È difficile pensare alla lana come a un rifiuto. Eppure accade in Italia, dove ogni anno 8.700 tonnellate di lana – e il dato è sottostimato – finiscono in discarica, disperse in ambiente, sotterrate o bruciate.
Si tratta di fibra di bassa qualità, lana sucida ovvero sporca e grezza, proveniente dalla tosatura di 7 milioni di pecore italiane. Un materiale rustico, poco appetibile per il mercato del tessile e dell’abbigliamento, specie se confrontato con le fibre finissime e pregiate provenienti da Australia e Argentina.
In realtà da queste quasi 9.000 tonnellate di lana buttata via (12.000 secondo altre stime), si possono ricavare più 5.000 tonnellate di fibra. Dal riutilizzo si possono ricavare qualcosa come 15 milioni di metri quadri di tessuto, dando vita a una filiera sostenibile e circolare. Tanto più che recenti sperimentazioni hanno dimostrato che è possibile migliorare le caratteristiche della lana italiana rendendola più morbida.
Lo studio ISPRA
A dirlo è il Dipartimento per il monitoraggio e la tutela dell’ambiente e per la conservazione della biodiversità dell’ISPRA che assieme a Donne in Campo della CIA-Confederazione Italiana Agricoltori.

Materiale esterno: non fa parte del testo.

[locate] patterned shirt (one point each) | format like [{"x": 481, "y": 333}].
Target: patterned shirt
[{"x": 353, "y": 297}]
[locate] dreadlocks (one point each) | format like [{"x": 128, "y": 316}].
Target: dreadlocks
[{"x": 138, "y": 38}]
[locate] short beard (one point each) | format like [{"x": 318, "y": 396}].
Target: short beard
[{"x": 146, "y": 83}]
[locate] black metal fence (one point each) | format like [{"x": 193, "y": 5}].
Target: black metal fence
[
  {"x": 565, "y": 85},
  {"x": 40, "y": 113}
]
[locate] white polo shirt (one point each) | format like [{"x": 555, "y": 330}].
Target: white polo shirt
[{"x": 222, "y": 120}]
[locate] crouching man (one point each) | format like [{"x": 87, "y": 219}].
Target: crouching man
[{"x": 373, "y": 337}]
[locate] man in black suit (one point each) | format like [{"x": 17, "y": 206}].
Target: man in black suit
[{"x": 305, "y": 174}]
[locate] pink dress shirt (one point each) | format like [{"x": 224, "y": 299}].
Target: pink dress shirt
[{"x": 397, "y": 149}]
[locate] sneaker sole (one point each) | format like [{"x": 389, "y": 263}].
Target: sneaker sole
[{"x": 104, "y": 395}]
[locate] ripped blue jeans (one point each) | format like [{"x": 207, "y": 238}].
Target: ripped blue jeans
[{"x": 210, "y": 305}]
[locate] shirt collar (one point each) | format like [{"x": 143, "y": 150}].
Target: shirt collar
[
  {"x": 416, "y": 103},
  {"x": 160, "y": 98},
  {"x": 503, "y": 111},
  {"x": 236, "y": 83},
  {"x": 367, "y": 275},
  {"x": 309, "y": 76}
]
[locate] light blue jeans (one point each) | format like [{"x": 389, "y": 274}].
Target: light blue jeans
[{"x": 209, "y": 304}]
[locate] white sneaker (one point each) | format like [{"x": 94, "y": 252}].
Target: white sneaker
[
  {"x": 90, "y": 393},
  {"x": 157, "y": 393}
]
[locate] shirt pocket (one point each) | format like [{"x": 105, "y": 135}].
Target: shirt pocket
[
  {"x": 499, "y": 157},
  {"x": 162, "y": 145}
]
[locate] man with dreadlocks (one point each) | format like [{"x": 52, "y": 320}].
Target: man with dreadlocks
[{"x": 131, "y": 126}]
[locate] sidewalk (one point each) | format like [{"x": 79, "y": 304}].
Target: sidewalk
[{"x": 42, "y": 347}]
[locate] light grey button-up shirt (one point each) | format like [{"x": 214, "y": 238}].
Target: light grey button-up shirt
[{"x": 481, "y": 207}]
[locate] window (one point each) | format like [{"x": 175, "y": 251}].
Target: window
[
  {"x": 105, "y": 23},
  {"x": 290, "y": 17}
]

Lo studio analizza la produzione eco-compatibile di fibra da fonti naturali e/o di recupero, filati da tessitura artigianale, tintura naturale e confezioni con materiali e metodi compatibili con l’ambiente. L’indagine “Filare, tessere, colorare, creare. Storie di sostenibilità, passione ed eccellenza”) riporta numerose esperienze concrete di economia circolare e sostenibilità. Non progetti da realizzare, ma realtà attive sul territorio.
Come appunto quella di un Consorzio no-profit di Biella The Wool Company che già oggi riesce a raccogliere da circa 400 allevatori più di 150 tonnellate l’anno di lana sucida, anche in piccole quantità. Ripulita e selezionata per qualità viene venduta all’industria tessile oppure trasformata in prodotti personalizzabili come giacche, mantelle, plaid, maglioni, sciarpe, tessuti. E l’obiettivo del consorzio è di ampliare la rete per la raccolta e la lavorazione della lana grezza non solo all’intera penisola, ma anche all’estero.
Il vantaggio per gli allevatori è duplice ma non ancora totalmente soddisfacente. Vendendola recuperano a malapena i costi della tosatura (50 centesimi al chilo) con una produzione di 1,5 chili di lana per pecora. Ma evitano i costi di smaltimento che – in quanto rifiuto speciale – sono piuttosto onerosi.